Removing a tree from your property is a big job, and what people often forget is that they then need to do something about the stump that’s left over. In some cases, removing a stump is as much or even more work than felling a tree in the first place, so it’s good to look at your options. The first choice is to hire a professional such as Charlotte Tree Service to do the job for you, which may be more costly than doing it yourself, but will take far less time and hassle. Another option is to buy a stump grinder, which will cost you several hundred dollars and is probably just as expensive as having a professional come to the job for you. If you aren’t planning on removing multiple stumps in the next few months or years, hiring a stump grinder may be a good compromise, as it will cost less than buying one outright.
When should you remove a tree stump?
As mentioned, removing a tree stump can take a considerable amount of time and effort, making the job more straightforward. It may be worth waiting for the stump to dry out. If you can wait for a year or even more for a stump to dry, this is a good option, but we understand that this isn’t always possible, so you may want to begin the process of removing a tree stump as soon as possible after you’ve felled your tree.
How to remove a tree stump manually
If you have a small or medium-sized tree stump to remove, you don’t need much more than essential tools and elbow grease. Larger stumps will take some more effort and equipment, so make sure that you have the right tools for the job before you get started. One of the best tools you can use is a mattock, which you can use to dig the ground around a stump and a sharp side for chopping and hacking bits away.

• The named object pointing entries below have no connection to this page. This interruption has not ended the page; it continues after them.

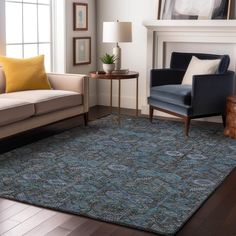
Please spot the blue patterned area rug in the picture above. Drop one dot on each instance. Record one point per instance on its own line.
(142, 175)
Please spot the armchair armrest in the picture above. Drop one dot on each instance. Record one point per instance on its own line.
(71, 82)
(166, 76)
(209, 92)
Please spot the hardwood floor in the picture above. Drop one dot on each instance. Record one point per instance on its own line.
(217, 216)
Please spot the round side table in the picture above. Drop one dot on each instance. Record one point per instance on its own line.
(130, 75)
(230, 129)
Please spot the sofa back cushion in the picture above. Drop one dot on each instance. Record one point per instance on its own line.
(181, 60)
(2, 81)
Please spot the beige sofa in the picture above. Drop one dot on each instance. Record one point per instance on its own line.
(26, 110)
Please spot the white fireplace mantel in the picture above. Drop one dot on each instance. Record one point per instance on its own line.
(190, 25)
(160, 32)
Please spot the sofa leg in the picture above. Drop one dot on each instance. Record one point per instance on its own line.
(86, 118)
(151, 113)
(224, 120)
(187, 125)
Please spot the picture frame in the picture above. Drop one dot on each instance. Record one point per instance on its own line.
(194, 10)
(80, 16)
(81, 50)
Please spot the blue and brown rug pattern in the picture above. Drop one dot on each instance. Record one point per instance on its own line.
(142, 175)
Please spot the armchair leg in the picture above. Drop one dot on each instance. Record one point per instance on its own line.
(86, 118)
(187, 125)
(224, 120)
(151, 113)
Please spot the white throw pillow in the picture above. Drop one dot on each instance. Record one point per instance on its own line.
(200, 67)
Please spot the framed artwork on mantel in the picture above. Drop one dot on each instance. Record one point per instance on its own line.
(81, 50)
(194, 9)
(80, 16)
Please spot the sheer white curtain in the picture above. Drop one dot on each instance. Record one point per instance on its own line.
(28, 29)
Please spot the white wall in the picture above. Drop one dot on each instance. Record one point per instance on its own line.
(70, 33)
(133, 54)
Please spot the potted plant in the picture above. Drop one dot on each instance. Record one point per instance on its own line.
(108, 62)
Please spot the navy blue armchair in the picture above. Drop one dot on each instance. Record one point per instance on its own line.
(205, 97)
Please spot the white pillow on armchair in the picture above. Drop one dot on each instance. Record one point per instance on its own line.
(200, 67)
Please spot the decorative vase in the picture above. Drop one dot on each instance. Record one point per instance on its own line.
(108, 68)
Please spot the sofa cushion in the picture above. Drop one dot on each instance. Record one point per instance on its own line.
(46, 101)
(173, 94)
(13, 110)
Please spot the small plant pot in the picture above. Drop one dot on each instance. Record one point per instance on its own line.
(108, 68)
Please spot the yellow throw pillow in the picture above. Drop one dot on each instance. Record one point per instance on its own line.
(24, 74)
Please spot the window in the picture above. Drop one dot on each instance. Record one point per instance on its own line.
(28, 29)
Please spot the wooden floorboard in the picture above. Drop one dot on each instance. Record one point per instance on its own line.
(217, 216)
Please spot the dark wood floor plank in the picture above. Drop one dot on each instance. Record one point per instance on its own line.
(26, 214)
(210, 218)
(74, 223)
(7, 225)
(4, 204)
(86, 229)
(49, 225)
(12, 210)
(31, 223)
(58, 232)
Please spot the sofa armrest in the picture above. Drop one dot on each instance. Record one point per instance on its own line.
(72, 82)
(166, 76)
(209, 92)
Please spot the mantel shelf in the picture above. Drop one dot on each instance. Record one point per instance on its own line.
(193, 25)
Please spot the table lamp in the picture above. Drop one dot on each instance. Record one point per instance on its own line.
(117, 32)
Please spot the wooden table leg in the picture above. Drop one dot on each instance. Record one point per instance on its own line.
(119, 101)
(111, 98)
(137, 96)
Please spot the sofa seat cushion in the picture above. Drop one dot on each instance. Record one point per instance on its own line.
(13, 110)
(46, 101)
(173, 94)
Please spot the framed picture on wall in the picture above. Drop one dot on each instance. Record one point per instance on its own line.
(192, 9)
(80, 16)
(82, 50)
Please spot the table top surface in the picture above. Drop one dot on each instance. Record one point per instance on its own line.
(103, 75)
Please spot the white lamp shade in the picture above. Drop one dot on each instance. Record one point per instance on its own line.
(115, 32)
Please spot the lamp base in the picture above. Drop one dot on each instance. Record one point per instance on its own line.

Start by digging the area around the stump with a spade or the broad side of your mattock, and be prepared to move a significant amount of it. You’ll need to dig deep enough to access the tree roots, so you can start chopping through them.
Once you can see roots all around the stump, take an axe or the sharp side of your mattock and start to sever your way through the roots. These will often get thicker as you make your way under the stump, so a hand saw may be useful to cut through any that are too thick for your ax. As you make your way through the roots, you’ll be able to take your spade and start to use leverage to lift the stump out of the ground.
Steel pole can also be useful here as you can wedge it under the stump, and pry it out as you cut through more roots. As you get closer to pulling the stump out, you may be able to tie a rope around the stump and use a pickup or vehicle with a tow-bar to give it an extra pull out of the ground.